The Liberal government’s new online safety legislation would force social media platforms to block access for kids under 16.
Social media platforms will be able to obtain an exemption if they have put in place sufficient safeguards.
Platforms that offer adult content would not be able to obtain that exemption. The bill covers adult content services that focus on user-shared content.
Bill C-34, introduced Wednesday in the House of Commons, doesn't prescribe a specific method to verify age, officials said at a background briefing.
The bill would also regulate the companies behind AI chatbots by imposing on them a duty to act responsibly.
That includes measures to lower the risk of chatbots communicating harmful content and putting in place crisis intervention protocols for cases involving self-harm, suicide or violence.
The legislation would create a new regulator, the Digital Safety Commission of Canada. The government said in briefing materials it would be an independent body whose members would be appointed by cabinet.
The bill covers seven types of harmful content, including content that induces a child to harm themselves, content that incites violence and foments hatred and non-consensual intimate content.
Social media platforms will have to remove two types of content within 24 hours — content that sexually victimizes a child or revictimizes a survivor and non-consensual intimate images.
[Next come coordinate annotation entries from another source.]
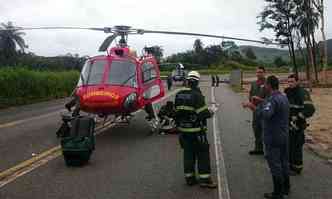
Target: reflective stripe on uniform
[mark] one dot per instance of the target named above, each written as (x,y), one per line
(301,115)
(184,89)
(201,109)
(185,108)
(307,102)
(204,175)
(298,166)
(187,175)
(189,130)
(295,106)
Platforms will also have to "apply labels to synthetically generated content," the government said in a press release.
"While laws exist to respond once harm has happened, there is currently very little that requires online services to prevent harm in the first place," the release said.
"The Safe Social Media Act aims to change that by ensuring that social media services and artificial intelligence (AI) chatbots are responsible for addressing harm before it occurs."